Lahore, Pakistan, May 29, 2015 / 05:01 am
In Pakistan's Punjab province, 106 people have been charged with the November 2014 murder of a Christian couple, who were attacked by a lynch mob and burned alive after being accused of blasphemy.
Pakistan's anti-terrorism court charged that three Muslim clerics were involved in persistent provocative speech against the couple, while local media reported the clerics stirred up over 400 people against Shahzad Masih and his wife Shama, who was pregnant with the couple's fourth child.

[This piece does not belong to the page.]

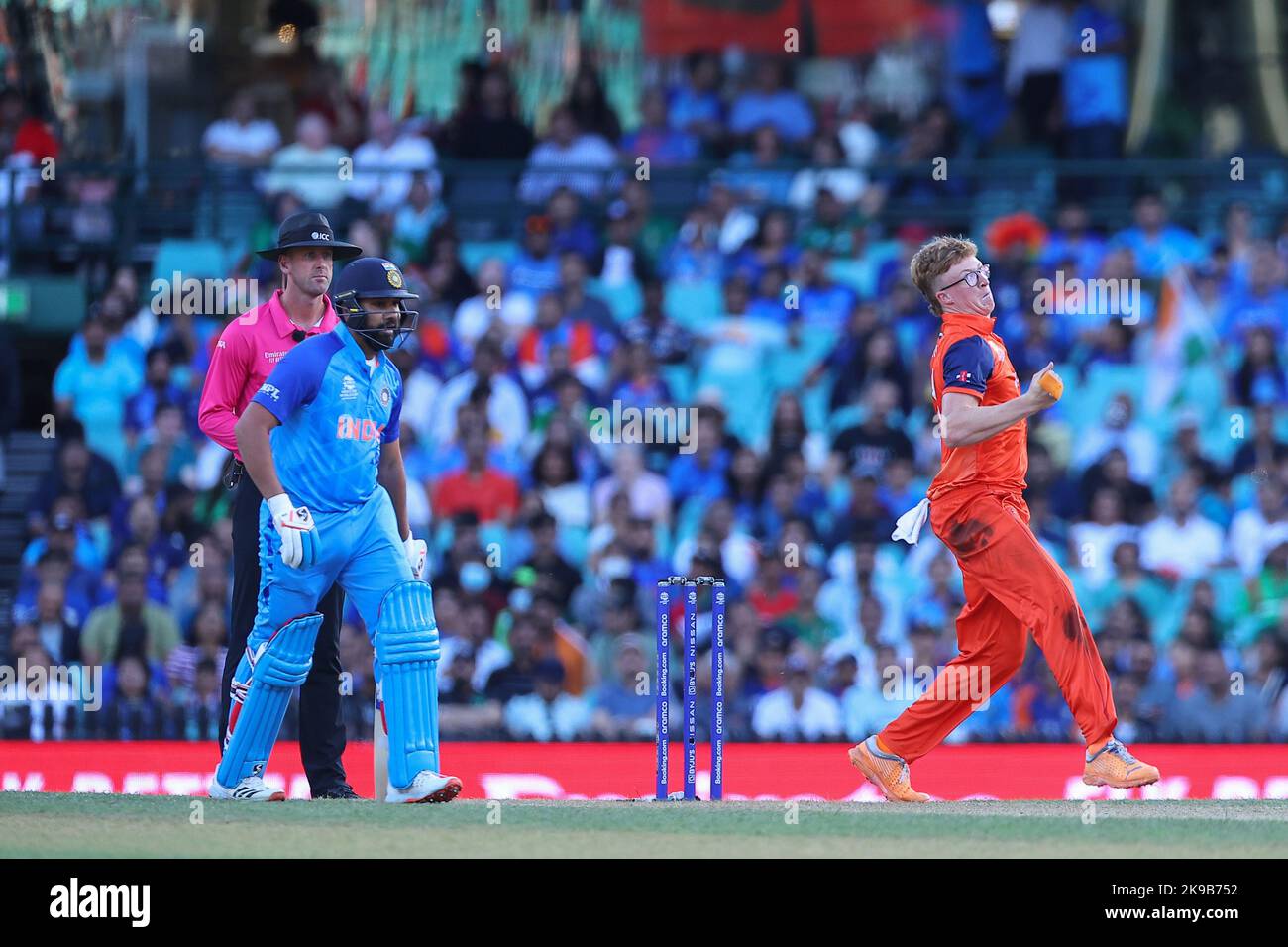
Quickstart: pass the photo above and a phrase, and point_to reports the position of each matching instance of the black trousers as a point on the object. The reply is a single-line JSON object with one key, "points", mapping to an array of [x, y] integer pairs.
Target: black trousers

The Christian couple were killed and their bodies burned by a mob after they were accused of desecrating the Quran. The couple lived in Kot Radha Kishan, a city located nearly 40 miles southwest of Lahore.
Another 32 alleged participants in the lynching are still at large, BBC News reports.
A peaceful joint Christian-Muslim protest was held in Lahore to protest the crime. Local Christian and Muslim leaders also met with the governor of Punjab about the case.
Before the married couple were killed on Nov. 4, angry villagers reportedly told them to convert to Islam to make amends for their alleged crime.
The couple worked at a brick kiln, and it has been reported that the kiln owner noticed Shama burning some belongings of her recently-deceased father-in-law, and charged that some pages she burnt were from the Quran – he then detained them. They owed him money, and he refused to release them without being paid.
It was then announced from local mosques that the couple had desecrated the Quran, and a mob forced their way into the room where the Masihs were held, and beat them with bricks and shovels. Reports vary as to whether or not the couple's bodies were thrown into the kiln before or after their deaths.
Pakistan's state religion is Islam, and around 97 percent of the population is Muslim. The nation has adopted blasphemy laws which impose strict punishment on those who desecrate the Quran or who defame or insult Muhammad.
The blasphemy laws are said to be often used to settle scores or to persecute religious minorities; while non-Muslims constitute only 3 percent of the Pakistani population, 14 percent of blasphemy cases have been levied against them.
Many of those accused of blasphemy are murdered, and advocates of changing the law are also targeted by violence.
In 2011 the Punjab governor Salmaan Taseer, a Muslim critic of the blasphemy laws, was assassinated. Shahbaz Bhatti, a Catholic and the only Christian in Pakistan's cabinet, was also assassinated the same year by militant supporters of the blasphemy laws.